Cela m’a pris le reste de la nuit pour établir que Janice et Kaitlin avaient déjà quitté le pays.
Je ne la blâme pas.
Oh, j’étais en colère. Je le suis même resté six mois. Mais tout ce que je trouvais pour justifier ma colère me semblait mesquin et inadapté.
Après tout, c’est moi qui l’avais emmenée en Thaïlande alors qu’elle m’avait dit préférer rester aux États-Unis pour terminer son postdoc.
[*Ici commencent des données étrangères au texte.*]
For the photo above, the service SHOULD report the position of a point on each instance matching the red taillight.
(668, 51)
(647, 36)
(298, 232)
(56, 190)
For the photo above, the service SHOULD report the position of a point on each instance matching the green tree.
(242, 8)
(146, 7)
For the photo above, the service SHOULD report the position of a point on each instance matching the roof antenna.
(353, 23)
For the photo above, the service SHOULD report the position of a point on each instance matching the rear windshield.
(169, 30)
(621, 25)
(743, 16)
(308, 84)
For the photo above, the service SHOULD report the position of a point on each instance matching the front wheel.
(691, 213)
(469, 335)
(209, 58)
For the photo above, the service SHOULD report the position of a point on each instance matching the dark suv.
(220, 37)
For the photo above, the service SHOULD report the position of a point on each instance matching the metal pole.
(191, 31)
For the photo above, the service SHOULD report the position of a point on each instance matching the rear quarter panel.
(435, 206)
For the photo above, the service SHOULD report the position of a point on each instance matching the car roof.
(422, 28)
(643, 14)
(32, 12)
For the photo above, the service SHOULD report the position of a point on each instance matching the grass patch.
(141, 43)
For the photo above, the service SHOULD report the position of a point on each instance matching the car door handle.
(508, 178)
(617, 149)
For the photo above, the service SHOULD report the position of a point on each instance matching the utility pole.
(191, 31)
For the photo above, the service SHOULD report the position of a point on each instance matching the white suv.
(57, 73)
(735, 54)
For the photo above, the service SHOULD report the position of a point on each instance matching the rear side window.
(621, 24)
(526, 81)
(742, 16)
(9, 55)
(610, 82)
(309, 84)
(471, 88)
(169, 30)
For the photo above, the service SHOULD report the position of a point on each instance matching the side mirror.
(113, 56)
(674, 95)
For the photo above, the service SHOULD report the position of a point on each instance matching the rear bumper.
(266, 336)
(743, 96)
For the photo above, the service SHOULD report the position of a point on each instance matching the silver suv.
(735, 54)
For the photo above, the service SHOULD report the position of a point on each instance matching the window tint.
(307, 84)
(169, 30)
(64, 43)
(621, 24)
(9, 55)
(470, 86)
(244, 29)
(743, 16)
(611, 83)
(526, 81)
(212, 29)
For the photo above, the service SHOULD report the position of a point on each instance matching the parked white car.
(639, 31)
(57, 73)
Je l’y avais ensuite retenue à la fin de mes contrats, et j’étais parvenu à lui imposer une existence de pauvre (du moins pour un Américain de l’époque) tandis que je me complaisais dans une rébellion et un repli sur soi qui relevait davantage d’une angoisse post-adolescente non résolue que de quoi que ce soit de substantiel. J’avais exposé Kaitlin aux dangers d’un mode de vie d’expatrié (ce que je préférais voir comme « un moyen d’élargir son horizon »), et enfin j’avais brillé par mon absence et mon indisponibilité lorsque la vie de ma fille s’était trouvée menacée.
Je ne doutais pas que Janice me reprochât la surdité partielle de Kaitlin. Mon dernier espoir était que Kait, elle, ne me le reproche pas. Du moins, pas définitivement. Pas pour toujours.
En tout cas, je voulais rentrer. Janice avait battu en retraite dans la maison de ses parents à Minneapolis, d’où elle refusait catégoriquement de me rappeler. On m’a fait comprendre qu’une procédure de divorce suivait son cours.